The law signed by McCrory requires that all those who vote show a photo ID. This can include an in-state driver’s license, U.S passport or military ID. The law also shortens the period of early voting and makes it harder if notvoter-id impossible for students at colleges and universities, who are not from North Carolina, from voting in the state. Republicans, who control the governorship and state legislature argue that these are reasonable measures, but by signing the law, McCrory has spurred a backlash among the law’s opponents, which is likely to only grow before the law is scheduled to go into effect in 2016.

For minorities in North Carolina, the law is nothing more than Jim Crow revisited. The period known as Jim Crow lasted from the end of the Reconstruction in 1872 until the Voting Rights Act of 1965. For almost one hundred years, Southern states imposed laws that made it harder for minorities to vote. Laws and policies like the poll tax, the grandfather clause and the literacy test disenfranchised minorities and kept African Americans from participating in and contributing to our democracy.

The ACLU and the NAACP were quick to oppose this law just as they have been with similar laws across the country. To these groups, the law is targeted at minorities, students and low income whites with the aim of creating an entire class of disenfranchised voters. Their main argument is that the law is a solution seeking a problem since very few cases of voter fraud can actually be documented. These groups can, however, point to cases where elderly minorities have no state issued ID because they have no birth certificate or other form of identification. This demographic is comprised of people that are also most likely to be reluctant to seek out a new ID even if the government is offering them free of charge which is a key provision with most of these laws.

There is a universal backlash against the North Carolina law which is growing across America.
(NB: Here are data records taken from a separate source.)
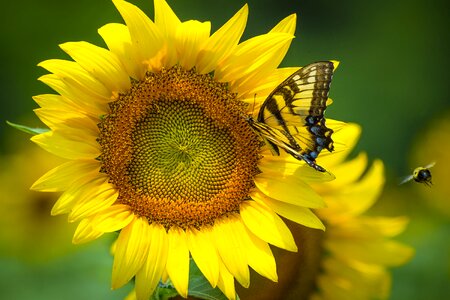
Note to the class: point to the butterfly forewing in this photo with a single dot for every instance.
(295, 110)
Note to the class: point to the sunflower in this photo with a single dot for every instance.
(350, 260)
(158, 149)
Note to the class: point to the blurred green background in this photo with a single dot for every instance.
(393, 80)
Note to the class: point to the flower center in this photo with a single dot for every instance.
(178, 150)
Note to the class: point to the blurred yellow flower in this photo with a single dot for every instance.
(25, 221)
(350, 259)
(159, 150)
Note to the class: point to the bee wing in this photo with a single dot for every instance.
(405, 179)
(430, 165)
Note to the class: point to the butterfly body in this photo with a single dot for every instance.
(420, 175)
(292, 116)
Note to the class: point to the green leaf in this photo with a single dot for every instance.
(199, 286)
(27, 129)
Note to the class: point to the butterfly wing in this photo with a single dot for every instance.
(298, 104)
(277, 138)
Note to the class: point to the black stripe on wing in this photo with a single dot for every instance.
(300, 101)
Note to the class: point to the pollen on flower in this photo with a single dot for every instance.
(178, 150)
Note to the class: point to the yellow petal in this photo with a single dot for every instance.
(131, 252)
(360, 196)
(289, 189)
(271, 63)
(268, 84)
(61, 146)
(85, 233)
(178, 260)
(222, 42)
(286, 25)
(86, 103)
(298, 214)
(189, 37)
(266, 225)
(250, 56)
(112, 218)
(204, 253)
(148, 277)
(102, 64)
(345, 137)
(66, 120)
(226, 282)
(260, 257)
(228, 237)
(73, 74)
(93, 202)
(62, 177)
(146, 37)
(167, 22)
(117, 38)
(55, 102)
(346, 174)
(69, 198)
(288, 165)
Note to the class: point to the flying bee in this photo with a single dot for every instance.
(421, 175)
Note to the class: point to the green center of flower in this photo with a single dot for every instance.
(178, 150)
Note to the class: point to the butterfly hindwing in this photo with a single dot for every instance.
(295, 110)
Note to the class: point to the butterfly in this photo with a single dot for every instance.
(292, 116)
(421, 175)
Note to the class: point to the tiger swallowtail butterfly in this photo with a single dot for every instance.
(292, 116)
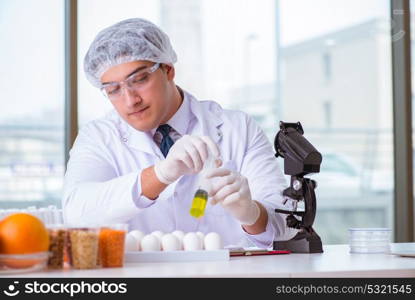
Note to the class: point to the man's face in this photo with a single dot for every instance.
(149, 106)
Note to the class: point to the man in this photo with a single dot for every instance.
(141, 163)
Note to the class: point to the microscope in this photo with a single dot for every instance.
(300, 159)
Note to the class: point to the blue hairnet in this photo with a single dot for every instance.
(127, 41)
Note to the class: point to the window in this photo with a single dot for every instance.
(340, 50)
(31, 115)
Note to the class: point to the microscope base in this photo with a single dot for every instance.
(302, 242)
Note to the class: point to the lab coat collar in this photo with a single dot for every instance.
(208, 123)
(181, 119)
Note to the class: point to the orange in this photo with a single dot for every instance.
(22, 234)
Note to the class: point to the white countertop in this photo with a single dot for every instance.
(336, 261)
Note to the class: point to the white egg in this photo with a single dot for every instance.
(170, 242)
(213, 241)
(179, 234)
(138, 235)
(201, 237)
(130, 243)
(159, 234)
(150, 242)
(191, 242)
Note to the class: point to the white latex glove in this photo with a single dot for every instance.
(231, 190)
(186, 156)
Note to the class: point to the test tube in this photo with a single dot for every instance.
(200, 198)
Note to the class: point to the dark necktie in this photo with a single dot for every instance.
(166, 141)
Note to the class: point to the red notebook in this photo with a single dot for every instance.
(251, 252)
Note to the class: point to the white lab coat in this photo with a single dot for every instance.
(102, 181)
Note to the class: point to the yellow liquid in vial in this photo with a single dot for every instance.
(199, 204)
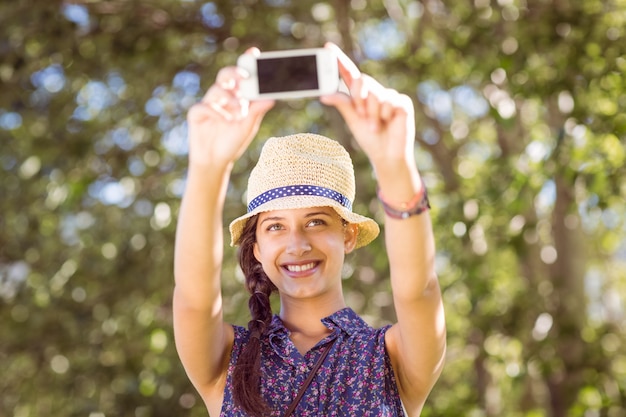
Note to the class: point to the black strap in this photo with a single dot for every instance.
(309, 379)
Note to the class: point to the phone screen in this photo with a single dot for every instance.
(287, 74)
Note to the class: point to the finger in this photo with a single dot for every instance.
(386, 111)
(344, 105)
(372, 106)
(358, 93)
(228, 78)
(347, 68)
(387, 107)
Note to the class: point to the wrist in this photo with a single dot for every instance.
(405, 209)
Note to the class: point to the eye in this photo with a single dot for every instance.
(316, 222)
(274, 227)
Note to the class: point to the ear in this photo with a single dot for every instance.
(255, 250)
(351, 232)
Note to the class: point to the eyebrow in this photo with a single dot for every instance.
(308, 215)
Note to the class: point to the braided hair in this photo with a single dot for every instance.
(247, 371)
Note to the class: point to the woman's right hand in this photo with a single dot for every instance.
(222, 124)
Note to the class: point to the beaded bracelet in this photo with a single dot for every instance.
(416, 206)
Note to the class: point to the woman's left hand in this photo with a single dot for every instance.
(381, 119)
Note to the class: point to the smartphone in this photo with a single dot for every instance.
(289, 74)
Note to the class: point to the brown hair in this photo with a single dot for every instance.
(247, 372)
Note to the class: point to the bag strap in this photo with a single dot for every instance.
(309, 379)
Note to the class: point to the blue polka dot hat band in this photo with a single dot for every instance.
(296, 190)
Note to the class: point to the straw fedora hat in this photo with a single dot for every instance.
(300, 171)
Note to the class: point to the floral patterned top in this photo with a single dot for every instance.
(356, 379)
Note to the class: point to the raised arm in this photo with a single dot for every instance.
(221, 127)
(382, 121)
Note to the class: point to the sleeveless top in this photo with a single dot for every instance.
(356, 379)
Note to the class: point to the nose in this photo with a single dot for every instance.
(298, 243)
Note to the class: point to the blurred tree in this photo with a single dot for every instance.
(522, 128)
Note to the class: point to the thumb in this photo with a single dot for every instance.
(343, 104)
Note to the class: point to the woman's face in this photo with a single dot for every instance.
(302, 250)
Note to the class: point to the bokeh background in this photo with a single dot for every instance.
(521, 116)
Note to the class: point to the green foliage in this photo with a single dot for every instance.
(521, 113)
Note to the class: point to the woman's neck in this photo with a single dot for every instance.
(303, 318)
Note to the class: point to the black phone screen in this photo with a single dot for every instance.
(287, 74)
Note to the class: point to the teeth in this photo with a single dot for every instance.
(300, 268)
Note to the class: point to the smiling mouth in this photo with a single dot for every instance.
(300, 268)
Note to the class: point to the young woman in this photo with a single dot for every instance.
(293, 241)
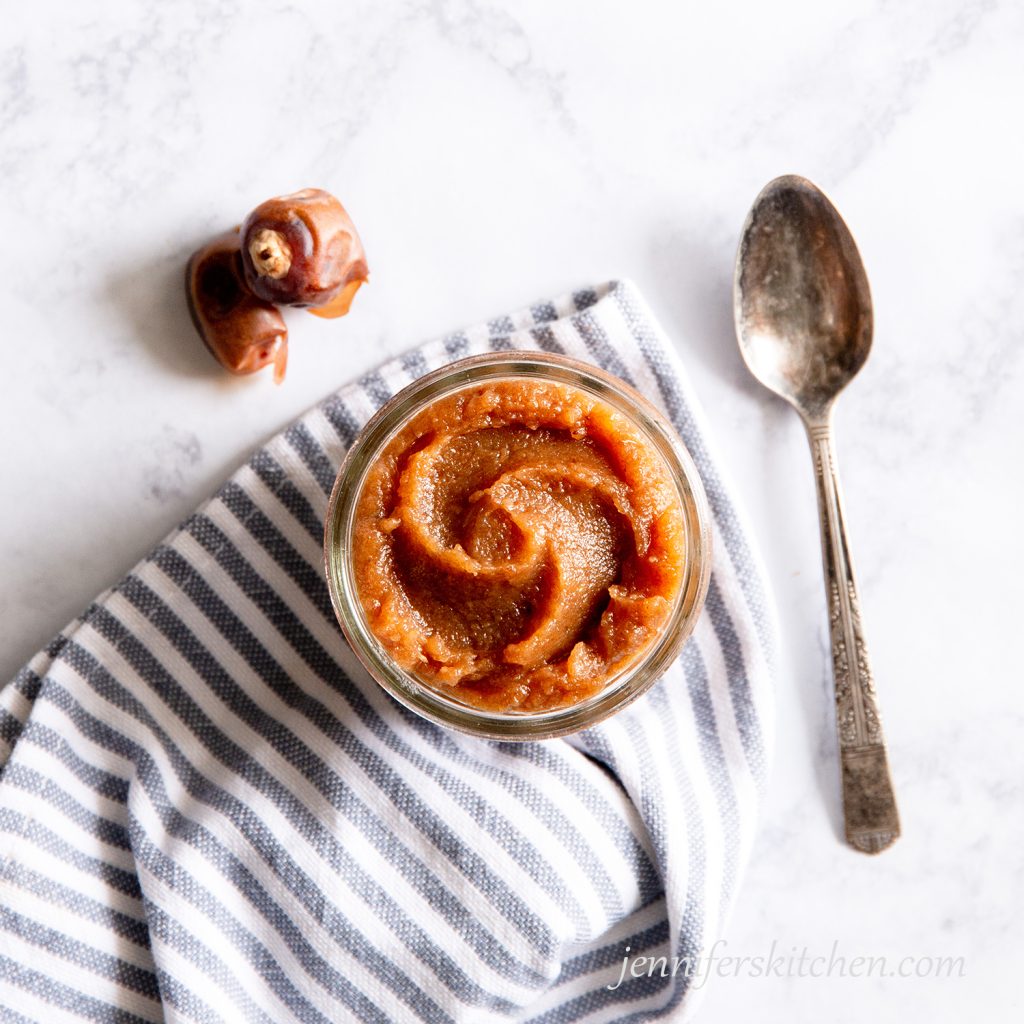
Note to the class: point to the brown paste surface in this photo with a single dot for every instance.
(517, 544)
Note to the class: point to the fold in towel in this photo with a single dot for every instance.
(209, 812)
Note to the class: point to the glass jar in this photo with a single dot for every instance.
(444, 708)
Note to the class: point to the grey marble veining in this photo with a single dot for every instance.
(493, 154)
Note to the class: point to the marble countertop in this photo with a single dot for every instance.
(495, 154)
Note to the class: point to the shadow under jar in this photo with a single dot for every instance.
(517, 546)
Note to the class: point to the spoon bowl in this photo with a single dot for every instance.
(803, 304)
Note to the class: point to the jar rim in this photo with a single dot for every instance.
(624, 687)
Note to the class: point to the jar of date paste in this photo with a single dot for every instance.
(517, 546)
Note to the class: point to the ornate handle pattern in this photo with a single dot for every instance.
(868, 803)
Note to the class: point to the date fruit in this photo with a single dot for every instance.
(303, 250)
(244, 333)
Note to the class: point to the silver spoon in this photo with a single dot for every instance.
(803, 313)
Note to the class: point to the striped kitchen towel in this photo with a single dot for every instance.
(209, 812)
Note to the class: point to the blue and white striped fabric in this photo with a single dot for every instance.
(208, 812)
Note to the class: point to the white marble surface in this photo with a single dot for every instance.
(493, 155)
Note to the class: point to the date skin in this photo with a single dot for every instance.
(303, 250)
(243, 332)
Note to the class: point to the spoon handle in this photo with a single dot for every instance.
(868, 802)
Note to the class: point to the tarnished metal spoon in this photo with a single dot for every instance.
(803, 313)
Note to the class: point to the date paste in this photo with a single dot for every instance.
(517, 544)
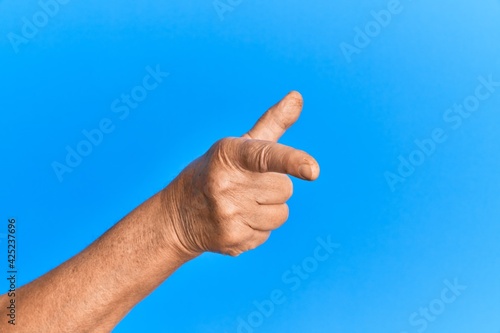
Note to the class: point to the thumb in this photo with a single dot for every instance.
(274, 123)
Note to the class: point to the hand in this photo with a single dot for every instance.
(231, 198)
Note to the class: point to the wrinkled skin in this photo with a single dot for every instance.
(233, 196)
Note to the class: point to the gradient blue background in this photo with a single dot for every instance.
(396, 247)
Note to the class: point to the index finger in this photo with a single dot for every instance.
(267, 156)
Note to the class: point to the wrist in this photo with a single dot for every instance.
(178, 231)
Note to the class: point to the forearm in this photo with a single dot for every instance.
(94, 290)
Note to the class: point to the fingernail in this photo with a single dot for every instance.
(305, 171)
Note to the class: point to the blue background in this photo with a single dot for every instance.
(396, 247)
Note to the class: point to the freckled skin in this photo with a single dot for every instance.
(227, 201)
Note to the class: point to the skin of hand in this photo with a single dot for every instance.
(233, 196)
(226, 201)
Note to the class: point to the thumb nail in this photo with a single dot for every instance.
(305, 171)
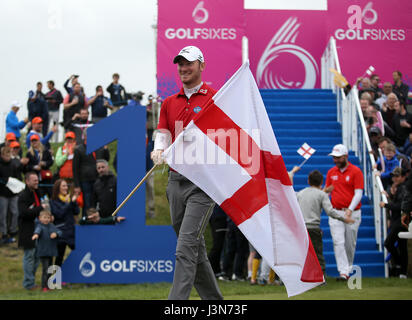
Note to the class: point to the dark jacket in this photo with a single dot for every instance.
(118, 94)
(104, 195)
(34, 160)
(395, 202)
(64, 213)
(84, 165)
(46, 247)
(28, 212)
(7, 170)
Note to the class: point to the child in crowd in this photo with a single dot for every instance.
(390, 163)
(46, 235)
(311, 201)
(93, 217)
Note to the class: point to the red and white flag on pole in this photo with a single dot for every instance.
(306, 151)
(230, 151)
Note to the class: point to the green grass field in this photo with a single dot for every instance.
(11, 276)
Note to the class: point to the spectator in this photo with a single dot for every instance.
(73, 103)
(346, 199)
(396, 193)
(218, 227)
(10, 138)
(29, 208)
(236, 253)
(53, 98)
(311, 201)
(403, 160)
(399, 87)
(37, 107)
(64, 157)
(390, 163)
(373, 118)
(364, 103)
(8, 200)
(99, 104)
(375, 135)
(84, 170)
(79, 125)
(17, 161)
(64, 208)
(375, 80)
(104, 190)
(13, 124)
(401, 123)
(117, 92)
(93, 217)
(37, 129)
(73, 79)
(387, 89)
(46, 235)
(389, 109)
(40, 161)
(407, 147)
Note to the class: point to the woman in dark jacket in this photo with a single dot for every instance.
(64, 207)
(40, 161)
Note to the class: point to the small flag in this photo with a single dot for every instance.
(306, 151)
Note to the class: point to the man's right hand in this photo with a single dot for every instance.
(157, 157)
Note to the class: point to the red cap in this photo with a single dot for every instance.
(37, 120)
(10, 136)
(34, 137)
(14, 144)
(70, 134)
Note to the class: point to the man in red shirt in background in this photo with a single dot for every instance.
(189, 205)
(345, 181)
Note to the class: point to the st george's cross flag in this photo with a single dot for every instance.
(229, 150)
(306, 151)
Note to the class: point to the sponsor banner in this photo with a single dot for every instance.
(215, 26)
(285, 47)
(376, 33)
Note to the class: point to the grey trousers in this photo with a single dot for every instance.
(189, 206)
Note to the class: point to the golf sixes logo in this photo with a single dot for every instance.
(88, 267)
(361, 25)
(283, 49)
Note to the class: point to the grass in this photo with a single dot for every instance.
(11, 275)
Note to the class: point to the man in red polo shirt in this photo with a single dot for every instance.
(190, 207)
(346, 182)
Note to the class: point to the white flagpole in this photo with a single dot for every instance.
(304, 161)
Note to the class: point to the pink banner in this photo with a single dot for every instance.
(285, 47)
(372, 33)
(215, 26)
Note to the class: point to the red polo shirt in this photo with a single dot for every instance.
(344, 185)
(178, 108)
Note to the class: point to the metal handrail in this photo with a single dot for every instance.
(355, 137)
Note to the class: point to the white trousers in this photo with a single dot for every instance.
(344, 238)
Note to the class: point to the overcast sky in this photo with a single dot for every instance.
(51, 39)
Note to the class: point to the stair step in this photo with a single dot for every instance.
(313, 124)
(302, 132)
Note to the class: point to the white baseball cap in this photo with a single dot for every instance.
(190, 53)
(339, 150)
(15, 104)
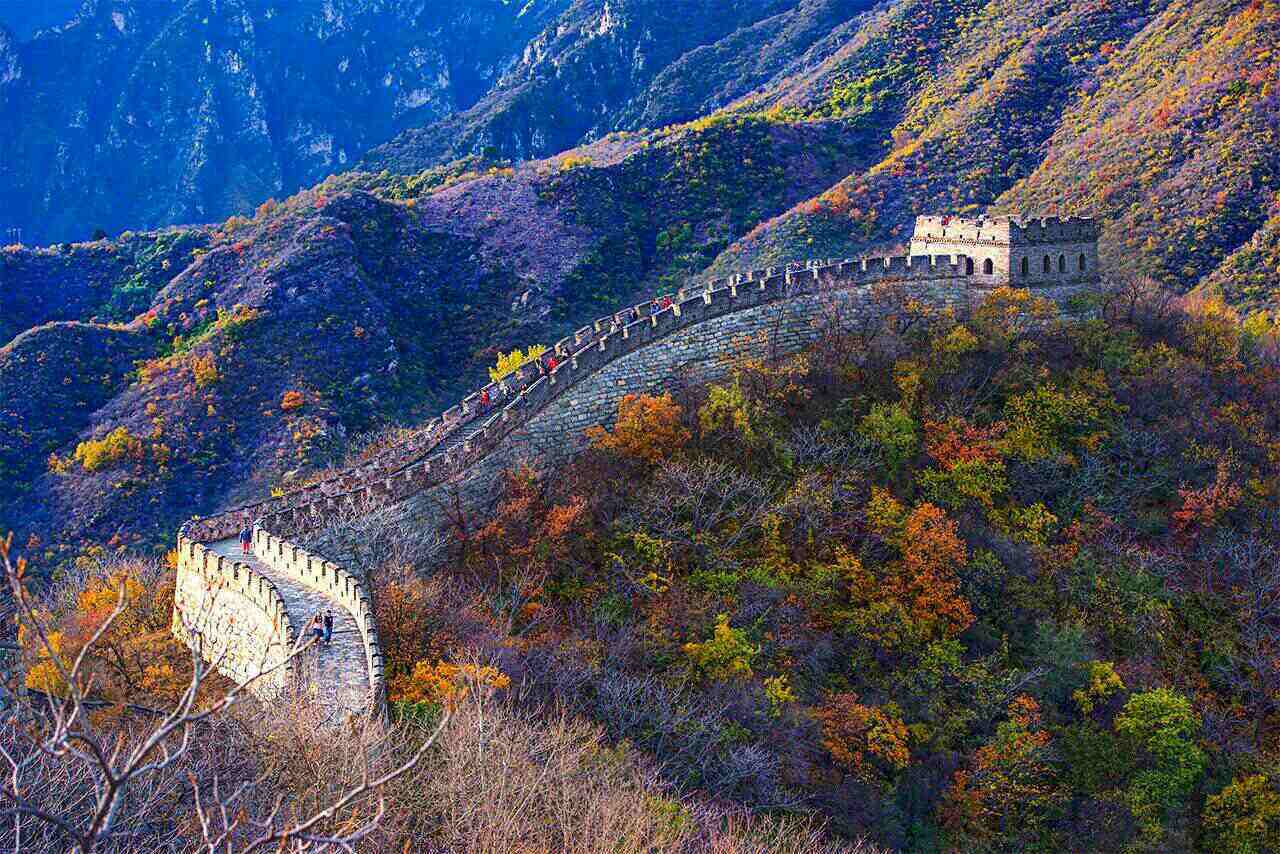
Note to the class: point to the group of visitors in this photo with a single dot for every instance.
(321, 628)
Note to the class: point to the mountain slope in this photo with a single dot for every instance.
(622, 65)
(1159, 118)
(378, 300)
(140, 114)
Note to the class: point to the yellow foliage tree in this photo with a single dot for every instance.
(115, 446)
(515, 360)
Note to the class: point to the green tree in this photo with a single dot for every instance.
(894, 429)
(1162, 726)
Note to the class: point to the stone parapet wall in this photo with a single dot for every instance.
(338, 584)
(234, 619)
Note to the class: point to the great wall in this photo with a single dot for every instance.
(247, 613)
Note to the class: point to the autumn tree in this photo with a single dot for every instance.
(868, 741)
(1008, 795)
(648, 429)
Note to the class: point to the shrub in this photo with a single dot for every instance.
(115, 446)
(727, 654)
(1243, 818)
(892, 428)
(444, 684)
(205, 370)
(867, 741)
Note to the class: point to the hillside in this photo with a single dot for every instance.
(1075, 108)
(378, 298)
(138, 114)
(624, 65)
(855, 120)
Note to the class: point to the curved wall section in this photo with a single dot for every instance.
(234, 619)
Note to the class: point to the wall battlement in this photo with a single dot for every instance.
(1011, 231)
(544, 406)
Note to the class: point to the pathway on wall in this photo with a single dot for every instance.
(334, 676)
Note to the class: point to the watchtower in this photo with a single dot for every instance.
(1014, 250)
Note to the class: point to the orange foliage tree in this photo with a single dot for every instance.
(648, 429)
(136, 658)
(915, 599)
(529, 540)
(868, 741)
(1008, 793)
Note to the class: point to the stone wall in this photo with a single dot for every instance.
(689, 343)
(1008, 250)
(234, 619)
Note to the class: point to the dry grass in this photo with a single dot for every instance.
(499, 781)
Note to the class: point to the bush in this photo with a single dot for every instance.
(115, 446)
(648, 429)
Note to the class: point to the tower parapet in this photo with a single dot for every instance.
(1022, 251)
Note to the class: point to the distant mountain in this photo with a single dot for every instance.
(1159, 117)
(625, 65)
(822, 129)
(24, 17)
(140, 114)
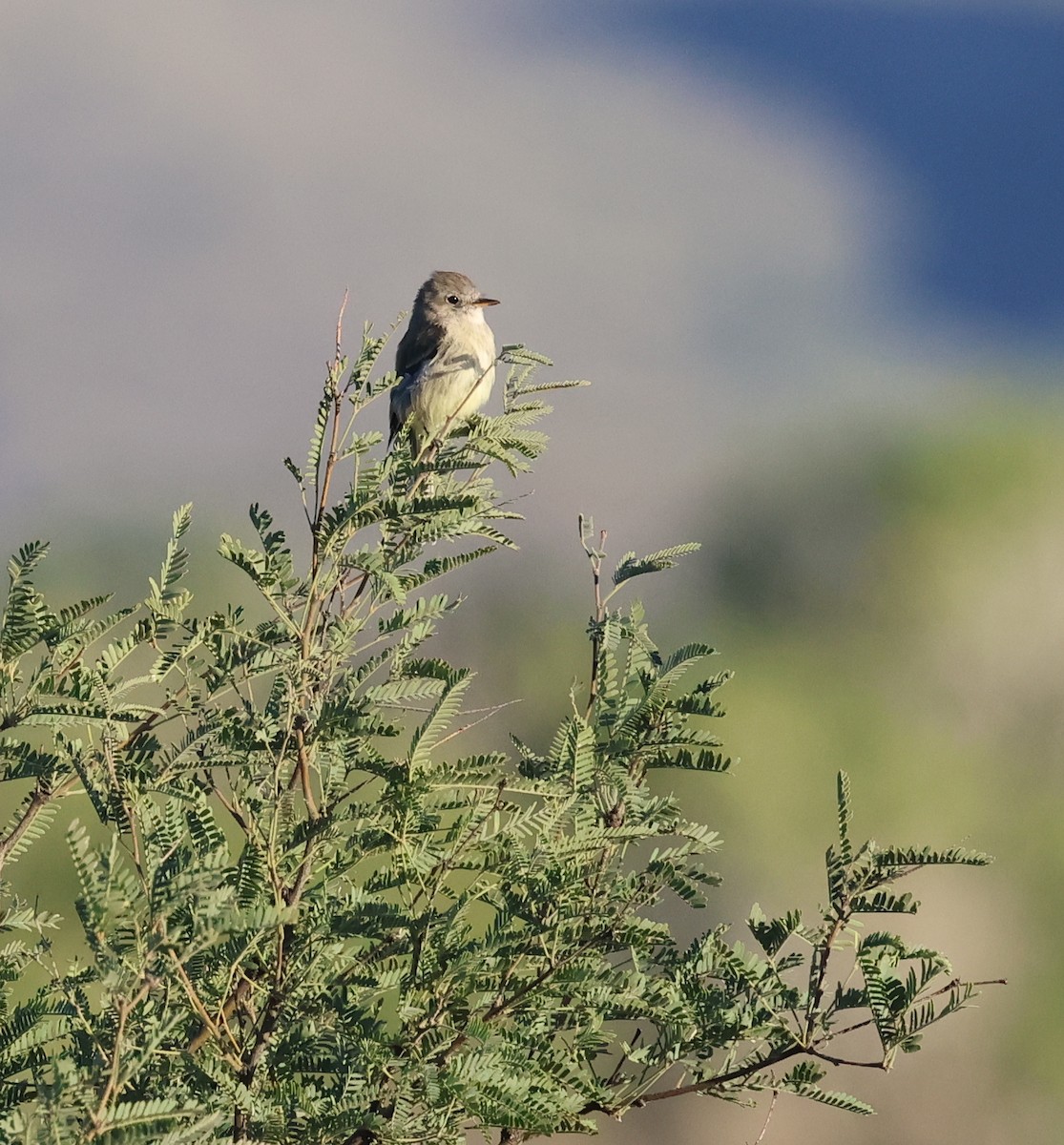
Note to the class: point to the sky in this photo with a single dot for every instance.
(738, 221)
(748, 223)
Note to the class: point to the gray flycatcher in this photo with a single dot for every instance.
(445, 361)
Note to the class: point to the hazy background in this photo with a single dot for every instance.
(810, 255)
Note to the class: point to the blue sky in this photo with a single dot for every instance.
(967, 103)
(738, 219)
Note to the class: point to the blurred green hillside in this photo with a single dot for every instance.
(892, 602)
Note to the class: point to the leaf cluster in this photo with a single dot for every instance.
(309, 917)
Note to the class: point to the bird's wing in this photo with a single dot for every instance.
(417, 347)
(415, 350)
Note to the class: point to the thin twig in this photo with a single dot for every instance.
(764, 1128)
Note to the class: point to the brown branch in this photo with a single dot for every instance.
(35, 804)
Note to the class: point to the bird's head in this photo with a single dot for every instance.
(449, 295)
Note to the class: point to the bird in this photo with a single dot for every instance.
(445, 361)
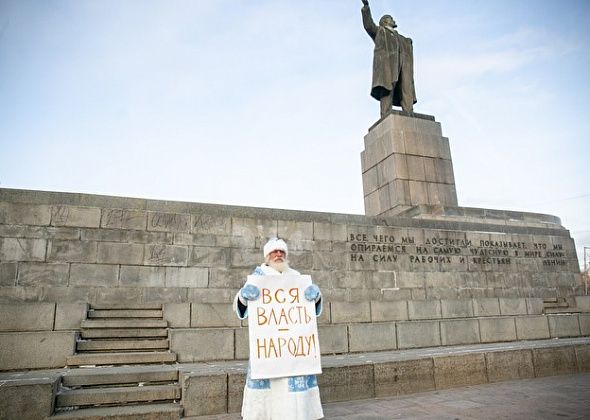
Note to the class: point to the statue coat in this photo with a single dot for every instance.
(393, 63)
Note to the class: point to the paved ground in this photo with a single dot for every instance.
(556, 397)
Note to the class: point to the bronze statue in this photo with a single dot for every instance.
(393, 63)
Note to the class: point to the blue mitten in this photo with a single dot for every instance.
(312, 292)
(249, 292)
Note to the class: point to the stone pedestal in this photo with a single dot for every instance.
(406, 162)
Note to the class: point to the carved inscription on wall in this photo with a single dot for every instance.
(434, 252)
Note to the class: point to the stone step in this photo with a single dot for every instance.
(124, 323)
(117, 395)
(113, 306)
(126, 412)
(549, 300)
(556, 305)
(562, 310)
(124, 333)
(119, 375)
(125, 313)
(120, 358)
(110, 345)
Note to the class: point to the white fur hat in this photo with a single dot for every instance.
(273, 244)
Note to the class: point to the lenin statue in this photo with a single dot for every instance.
(393, 64)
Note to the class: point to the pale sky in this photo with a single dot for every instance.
(265, 102)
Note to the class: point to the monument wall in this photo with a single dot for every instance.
(61, 247)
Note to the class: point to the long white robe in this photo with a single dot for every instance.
(292, 398)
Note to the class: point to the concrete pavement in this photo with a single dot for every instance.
(555, 397)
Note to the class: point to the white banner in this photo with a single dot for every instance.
(283, 329)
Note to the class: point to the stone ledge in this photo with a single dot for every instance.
(380, 374)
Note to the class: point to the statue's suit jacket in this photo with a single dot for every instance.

Even  louder is the growing chorus of liberal and fair minded conservatives and that is due in large part to the greater national mood. For most minorities, these laws are part of an overall trend that has seen attempts to roll back hard fought civil rights gains. They are determined to push back against any effort along these lines and North Carolina is not ground zero in the fight. For most civil rights activists the law signed by McCrory cannot be separated from the Supreme Court voting rights decision and the recent trial and acquittal of George Zimmerman in the Trayvon Martin case.

Because the law is seen in this light, Blacks and other minorties will fight hard to prevent the law from going into effect. Even many non-minorities are lining up against this particular law because the same legislature that passed it has also taken a very hard right turn on many other issues. As the supporters and opponents of the law harden their position one thing seems certain; the backlash against the law will only grow in intensity leading to the next election.